Bruno Mazziotti foi fundamental na temporada mais bem sucedida de Renato Augusto

Bruno Mazziotti foi fundamental na temporada mais bem sucedida de Renato Augusto

Daniel Augusto Jr. / Agência Corinthians

Renato Augusto foi o melhor jogador do Corinthians nessa temporada. Grande parte de seu sucesso se deve ao fisioterapeuta Bruno Mazziotti. O camisa 8 chegou em 2013, com rótulo de ser um "jogador de vidro". Renato chegou a pensar em jogar de uma maneira mais cautelosa, para não sofrer mais lesões.

"Eu cheguei a imaginar que eu jamais voltaria a jogar da mesma forma que joguei nessa temporada. Então acho que eu já estava pensando de outra forma, já estava vendo o futebol de outra forma, pensando em tirar o pé, levar até onde o corpo aguentasse", disse o meia em entrevista ao Esporte Espetacular, da Globo.

O fisioterapeuta comparou o meia com um carro de Fórmula 1. Destacando a qualidade que o meia tinha e o trabalho que precisava ser feito.

"O Renato era um carro de Fórmula 1, porque a exigência era tão grande quanto, totalmente desbalanceado e fora de esquadro. Então nesse momento eu entendia que precisava desconstruir essa máquina, como se tivesse voltando pra trás pra poder começar do zero e ai construir de forma perfeita cada peça, cada encaixe necessário para que esse carro pudesse suportar um grande prêmio, por exemplo", disse Bruno Mazziotti.
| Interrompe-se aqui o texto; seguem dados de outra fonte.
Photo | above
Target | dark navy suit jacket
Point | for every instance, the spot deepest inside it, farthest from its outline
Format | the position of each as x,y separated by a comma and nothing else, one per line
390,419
O trabalho de recuperação do meio-campista começou a ser feito com mais atenção no inicio de 2014, uma das medidas tomadas foram a utilização de palmilhas. Visando provocar instabilidades no corpo e fazendo ele se adequar a essas situações.
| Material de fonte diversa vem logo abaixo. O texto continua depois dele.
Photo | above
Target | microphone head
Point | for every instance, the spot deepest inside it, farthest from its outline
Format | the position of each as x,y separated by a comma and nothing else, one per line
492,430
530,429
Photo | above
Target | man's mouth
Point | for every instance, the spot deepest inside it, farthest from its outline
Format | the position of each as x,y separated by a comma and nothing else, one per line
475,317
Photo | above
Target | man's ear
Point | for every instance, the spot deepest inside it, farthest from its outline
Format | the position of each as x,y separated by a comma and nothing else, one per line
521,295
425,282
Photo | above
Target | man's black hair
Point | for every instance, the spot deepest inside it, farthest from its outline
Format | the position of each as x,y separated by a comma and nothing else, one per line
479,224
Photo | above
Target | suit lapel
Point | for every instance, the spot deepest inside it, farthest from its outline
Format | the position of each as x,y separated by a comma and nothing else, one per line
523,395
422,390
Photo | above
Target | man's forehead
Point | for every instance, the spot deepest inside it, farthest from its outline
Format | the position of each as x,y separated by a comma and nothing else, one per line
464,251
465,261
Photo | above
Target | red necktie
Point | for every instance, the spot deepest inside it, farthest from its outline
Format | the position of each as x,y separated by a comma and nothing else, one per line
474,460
"A indicação de palmilhas pra poder melhorar o nível de apoio do pé, colocar um pouco de instabilidade no pé. Naquele momento a gente criou algumas palmilhas para desconstruir, criando diversas instabilidades, para o corpo tentar se moldar", afirmou o ex-fisiologista do Corinthians.

O meia também precisou passar por um processo de preparação psicológica. Renato afirma que mesmo quando não havia mais lesões, ainda se sentia mal e com medo de forçar algo mais sério.
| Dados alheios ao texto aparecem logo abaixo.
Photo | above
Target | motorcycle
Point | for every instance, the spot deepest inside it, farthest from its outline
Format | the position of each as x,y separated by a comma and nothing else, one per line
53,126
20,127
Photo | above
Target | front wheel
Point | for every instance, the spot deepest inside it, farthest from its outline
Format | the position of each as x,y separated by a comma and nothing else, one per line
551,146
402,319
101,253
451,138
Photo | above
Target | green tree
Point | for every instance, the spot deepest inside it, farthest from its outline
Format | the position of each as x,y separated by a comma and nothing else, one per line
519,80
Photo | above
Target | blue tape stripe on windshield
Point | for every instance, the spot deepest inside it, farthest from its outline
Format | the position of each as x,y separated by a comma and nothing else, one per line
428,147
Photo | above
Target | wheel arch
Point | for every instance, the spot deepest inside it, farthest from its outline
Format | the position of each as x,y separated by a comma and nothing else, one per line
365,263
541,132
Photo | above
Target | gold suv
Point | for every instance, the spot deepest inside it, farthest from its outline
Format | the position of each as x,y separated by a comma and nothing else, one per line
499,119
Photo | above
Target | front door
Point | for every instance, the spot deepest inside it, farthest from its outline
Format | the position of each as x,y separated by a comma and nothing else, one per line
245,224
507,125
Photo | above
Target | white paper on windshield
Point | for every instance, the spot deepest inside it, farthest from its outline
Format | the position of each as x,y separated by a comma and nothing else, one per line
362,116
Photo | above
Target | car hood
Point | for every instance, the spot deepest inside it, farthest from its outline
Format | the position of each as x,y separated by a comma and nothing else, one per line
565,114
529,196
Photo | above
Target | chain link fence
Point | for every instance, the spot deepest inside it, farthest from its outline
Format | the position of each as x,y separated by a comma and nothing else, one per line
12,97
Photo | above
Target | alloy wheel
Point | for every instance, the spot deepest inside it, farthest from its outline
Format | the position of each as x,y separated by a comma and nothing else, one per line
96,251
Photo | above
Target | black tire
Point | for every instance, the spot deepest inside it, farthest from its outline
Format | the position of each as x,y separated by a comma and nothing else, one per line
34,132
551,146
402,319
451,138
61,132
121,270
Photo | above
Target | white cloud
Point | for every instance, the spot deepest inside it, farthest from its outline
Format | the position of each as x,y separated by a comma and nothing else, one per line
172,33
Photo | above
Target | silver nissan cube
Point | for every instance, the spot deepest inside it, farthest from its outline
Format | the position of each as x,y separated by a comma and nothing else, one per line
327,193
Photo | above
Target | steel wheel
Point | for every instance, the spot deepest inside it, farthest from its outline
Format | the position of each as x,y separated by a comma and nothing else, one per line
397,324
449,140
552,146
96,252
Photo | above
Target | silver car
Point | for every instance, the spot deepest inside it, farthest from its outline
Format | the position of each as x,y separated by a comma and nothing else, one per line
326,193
"Foi um trabalho primeiro do corpo, depois da mente. Porque eu comecei a ficar com medo. Eu falava: 'Bruno, tô com dor aqui, vai abrir'. Ele dizia: 'Pode ir, não vai abrir! Não vai!'. Aí na primeira bola você fica com medo. Na segunda você tenta e vê que opa, não doeu. Daqui a pouco quando você vê você está fazendo o movimento involuntário. Então foi um trabalho psicológico bem grande", relembra Renato.

Renato teve em 2015 o seu melhor ano, como profissional, em número de jogos, com 52 atuações. Na próxima temporada o meia não terá mais a companhia de Bruno Mazziotti. O fisioterapeuta aceitou a proposta do Shandong Luneng, time do Mano Menezes.